QUESTA MODERNIZZAZIONE forzata, scaturita dal fiume di soldi della ricostruzione, aspetta ancora di essere governata. Antonio Placido è stato sindaco di Rionero in Vulture, il paese del meridionalista Giustino Fortunato, e parlamentare di Sel: «Le occasioni di sviluppo non devono essere accolte passivamente. Hanno bisogno di un approccio proattivo. Se sbarca il più grande gruppo automobilistico italiano e il più grande stabilimento auto dell’Europa occidentale, ad esempio, devi porti il problema di come intrecciare alla produzione la ricerca universitaria». Ciò appare particolarmente beffardo se si considera che l’insediamento della Fiat a Melfi, pensava l’allora amministratore delegato Romiti in un piano strategico che venne svelato nel 1989 proprio dal manifesto, doveva avvenire nel «prato verde lucano».

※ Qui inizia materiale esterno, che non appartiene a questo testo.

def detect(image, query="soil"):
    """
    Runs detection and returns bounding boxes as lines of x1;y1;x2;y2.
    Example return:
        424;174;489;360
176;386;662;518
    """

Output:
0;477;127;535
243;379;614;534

L’IMMAGINE non si riferiva al contesto naturale: l’idea era che si dovesse colonizzare un terreno considerato «vergine» per rifuggire da una composizione del lavoro che avesse esperienza o memoria delle lotte della classe operaia. Solo in questo modo, pensava il management torinese, assieme alle braccia, i lavoratori avrebbero messo al lavoro anche il cervello, quel quid in più necessario per la nuova logica produttiva. «Da Marchionne in poi, l’ateneo è stato escluso – è la ricostruzione di Placido -. La regione, che sull’università aveva investito, non ha mosso un dito. Dunque, quando cambia la fase e si ritira tutto quanto, non hai paracaduti possibili».

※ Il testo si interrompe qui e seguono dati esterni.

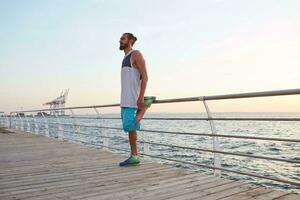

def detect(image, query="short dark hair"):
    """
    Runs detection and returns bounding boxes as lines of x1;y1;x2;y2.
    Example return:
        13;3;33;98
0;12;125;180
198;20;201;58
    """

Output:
124;33;137;45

PER IL PETROLIO questa attitudine predatoria è ancora più clamorosa. «Le grandi aziende qui non hanno mai avuto l’obiettivo di costruire delle filiere locali e di qualificare l’occupazione. Ciò è avvenuto solo parzialmente – sostiene il sociologo Bubbico -. In parte questo riguarda anche le aziende dell’alimentare (Ferrero, Barilla, Coca Cola): al di là degli investimenti avvenuti, ad esempio in Ferrero, l’occupazione nelle attività di ricerca e sviluppo è assente». Tutto ciò interroga anche la politica: «Le imprese fanno il loro gioco – prosegue Bubbico -. Il punto è l’assenza di una chiara strategia regionale, anche nei precedenti governi di centrosinistra. C’è stato un deficit istituzionale nel saper indirizzare le risorse economiche, con il risultato di rapportarsi con le imprese solo sul mantenimento dell’esistente». Rosanna Salvia, professoressa associata di economia agraria all’UniBas: «Hanno proposto un’economia estrattiva. La gran parte delle risorse viene drenata all’esterno. Le royalties del petrolio sono utilizzate per potentati locali e settori che hanno ricaduta limitata. O per finanziare spesa corrente, a fronte della riduzione dei finanziamenti statali».

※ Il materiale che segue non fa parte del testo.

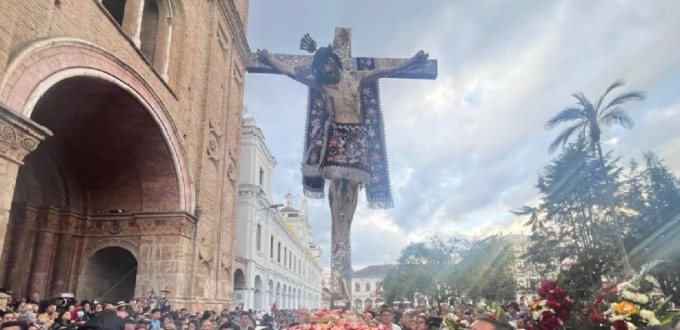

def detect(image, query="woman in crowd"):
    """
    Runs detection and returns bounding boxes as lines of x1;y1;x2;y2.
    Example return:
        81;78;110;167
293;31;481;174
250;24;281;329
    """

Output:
52;310;73;330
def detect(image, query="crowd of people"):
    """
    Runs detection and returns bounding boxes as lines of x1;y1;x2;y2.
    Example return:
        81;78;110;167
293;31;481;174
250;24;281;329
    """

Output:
0;293;680;330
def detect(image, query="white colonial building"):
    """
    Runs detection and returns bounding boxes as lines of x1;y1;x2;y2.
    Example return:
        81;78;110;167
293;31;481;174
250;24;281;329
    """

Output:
234;118;322;311
352;264;390;310
503;233;541;295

NELLO STUDIO Le basi morali di una società arretrata il sociologo statunitense Edward Banfield trasse il concetto di «familismo amorale» dall’osservazione durata 10 anni a cavallo tra Quaranta e Cinquanta del Novecento di un paese che per convenzione chiamò «Montegrano». Si trattava di Chiaromonte, in Provincia di Potenza ai confini della Calabria, nel quale oggi vivono poco più di 700 anime. La sentenza di Banfield è dura: descrisse una comunità che non riusciva ad agire in forma collettiva, rannicchiata nella difesa dei propri piccoli nuclei di sangue. Si disse poi, non senza ragioni, che questa analisi era viziata da errori dal punto di vista della metodologia della ricerca e dai pregiudizi culturali dell’autore. Se tornasse nella Basilicata postmoderna forse parlerebbe di «capitalismo amorale», di un paradigma estrattivo che ha il solo scopo di autoperpetuarsi e che si è impadronito di questi luoghi per lucrare sulle diverse forme di bene comune, che si tratti di materie prime, del patrimonio naturale o della cultura e della libera cooperazione della gente.